In 1923, both Greece and Turkey maintained territorial waters of three nautical miles in the Aegean Sea. Greece extended that to six nautical miles in 1936 and Turkey followed suit in 1964.
As a signatory to the International Law of the Sea, Greece claims the right to extend its territorial waters to 12 nautical miles. Because Greece owns thousands of islands, doing so would give it possession of almost three quarters of the Aegean, and Turkey has threatened war should this happen.
Last October, outgoing Greek foreign minister Nikos Kotzias announced imminent plans to move down this path by extending Greece’s territorial waters along its mainland coasts and Crete. The move left out the most contested area of Aegean islands, but it was a clear statement of intent.
“Our foreign policy… is addressing and implementing the expansion of our sovereign territory for the first time since the absorption of the Dodecanese islands,” he said, referring to Greece’s formal inclusion in 1948 of the last territory neighbouring Greece with a Greek population.
“The most important thing for Turkey is the Aegean,” says Kostas Yfantis, an international relations expert at Kadir Has and Panteion Universities. “Although we in Greece say that Turkey is the revisionist actor in that relationship, Turks themselves point out that no, Greece is the revisionist state, because the status quo of territorial waters in the Aegean is six nautical miles and Greece wants to expand to 12 nautical miles and change the status quo.”
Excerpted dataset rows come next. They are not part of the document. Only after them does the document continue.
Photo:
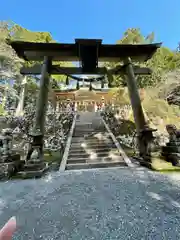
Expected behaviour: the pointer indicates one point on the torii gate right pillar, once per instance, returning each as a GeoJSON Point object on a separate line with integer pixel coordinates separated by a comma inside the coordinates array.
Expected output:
{"type": "Point", "coordinates": [144, 133]}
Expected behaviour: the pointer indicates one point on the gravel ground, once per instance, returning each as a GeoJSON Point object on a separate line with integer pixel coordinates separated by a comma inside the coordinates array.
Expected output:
{"type": "Point", "coordinates": [96, 204]}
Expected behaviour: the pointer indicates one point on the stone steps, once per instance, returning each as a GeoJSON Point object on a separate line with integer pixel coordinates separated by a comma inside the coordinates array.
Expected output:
{"type": "Point", "coordinates": [87, 151]}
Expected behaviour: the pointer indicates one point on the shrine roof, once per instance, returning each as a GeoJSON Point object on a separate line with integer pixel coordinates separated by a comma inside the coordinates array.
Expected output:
{"type": "Point", "coordinates": [32, 51]}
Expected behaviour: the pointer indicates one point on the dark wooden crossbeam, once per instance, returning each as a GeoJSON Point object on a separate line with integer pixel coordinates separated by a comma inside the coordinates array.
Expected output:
{"type": "Point", "coordinates": [57, 70]}
{"type": "Point", "coordinates": [32, 51]}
Greece and Turkey are also in a spat over delineation of their continental shelf, an area beyond territorial waters where states enjoy the right to exploit undersea resources. Last October, Turkey sent a drillship to explore the seabed near Cyprus for oil and gas, in response to a similar exploration by Cypriots. A 1974 Turkish invasion of Cyprus after a Greek-inspired coup continues to divide the island and poison Greek-Turkish relations. Hydrocarbons have deepened the disagreement. Turkey now also threatens to explore for hydrocarbons in areas Greece claims for its own continental shelf.
Syrigos believes hydrocarbons have been at the root of the disagreements all along. “The potential for oil under the Aegean in the 1970s led Turkey to dispute the continental shelf of the Aegean and following that almost all the entire legal regime of the Aegean,” he says. “Right now it disputes whether the small islets not specifically named [in international treaties] belong to Greece, Greece’s airspace, Athens’ Flight Information Region, Greece’s Search and Rescue jurisdiction, the continental shelves established in the eastern Mediterranean.”
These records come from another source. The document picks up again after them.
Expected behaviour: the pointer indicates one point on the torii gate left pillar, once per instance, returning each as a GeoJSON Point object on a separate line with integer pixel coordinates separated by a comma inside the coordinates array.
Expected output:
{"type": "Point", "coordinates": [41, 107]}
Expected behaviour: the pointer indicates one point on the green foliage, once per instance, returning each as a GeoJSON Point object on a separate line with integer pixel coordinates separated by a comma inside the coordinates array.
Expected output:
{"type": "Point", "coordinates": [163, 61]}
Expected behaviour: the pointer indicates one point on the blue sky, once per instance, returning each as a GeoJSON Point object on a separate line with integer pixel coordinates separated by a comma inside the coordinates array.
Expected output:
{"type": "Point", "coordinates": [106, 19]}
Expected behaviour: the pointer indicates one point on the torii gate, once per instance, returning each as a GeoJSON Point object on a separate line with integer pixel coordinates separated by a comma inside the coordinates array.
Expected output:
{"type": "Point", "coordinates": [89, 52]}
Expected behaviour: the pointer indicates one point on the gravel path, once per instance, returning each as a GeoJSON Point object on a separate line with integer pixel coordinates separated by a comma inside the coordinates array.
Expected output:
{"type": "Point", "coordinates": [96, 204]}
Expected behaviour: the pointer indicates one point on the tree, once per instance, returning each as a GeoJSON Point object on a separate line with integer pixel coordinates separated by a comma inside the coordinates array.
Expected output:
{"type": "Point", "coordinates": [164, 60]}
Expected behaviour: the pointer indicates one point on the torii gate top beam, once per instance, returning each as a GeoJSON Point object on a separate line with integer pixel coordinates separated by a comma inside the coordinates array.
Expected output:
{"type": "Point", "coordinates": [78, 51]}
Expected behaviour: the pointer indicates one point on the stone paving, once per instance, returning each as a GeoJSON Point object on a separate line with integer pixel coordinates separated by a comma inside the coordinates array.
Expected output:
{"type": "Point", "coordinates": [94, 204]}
Such Turkish disputatiousness and Greek defiance nearly led to war in 1996, when Greece and Turkey sent warships and helicopters to the Imia islets in the east Aegean. Three years later, massive earthquakes rocked Istanbul and Athens within months of each other. The two governments sent search-and-rescue teams to each other’s aid, and the atmosphere between them improved dramatically.
When he announced Greece’s imminent expansion of territorial waters, Kotzias was defiant. “In our view the correct policy is not to say ‘we won’t extend our territorial waters because we’re in the middle of a negotiation with Turkey about the continental shelf,’ nor to wait until that negotiation is over, because we’re then depriving ourselves of a right.”
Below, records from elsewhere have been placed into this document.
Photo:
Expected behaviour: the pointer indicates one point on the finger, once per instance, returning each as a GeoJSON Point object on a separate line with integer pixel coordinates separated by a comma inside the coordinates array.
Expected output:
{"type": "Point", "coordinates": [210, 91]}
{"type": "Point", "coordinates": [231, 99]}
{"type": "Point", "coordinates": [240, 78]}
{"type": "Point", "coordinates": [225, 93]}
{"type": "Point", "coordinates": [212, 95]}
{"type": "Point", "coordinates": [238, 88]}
In December 1999, Greece lifted its long-standing veto on Turkish membership talks with the European Union, and the two countries started exploratory talks that came close to resolving their territorial differences in the Aegean. But Greece then hesitated to commit to any deal, and 18 months ago Turkey abandoned the talks altogether. Their relationship sweetened only to bitter again. Despite their need to re-establish a bilateral forum to discuss differences, expectations are kept to a low pitch.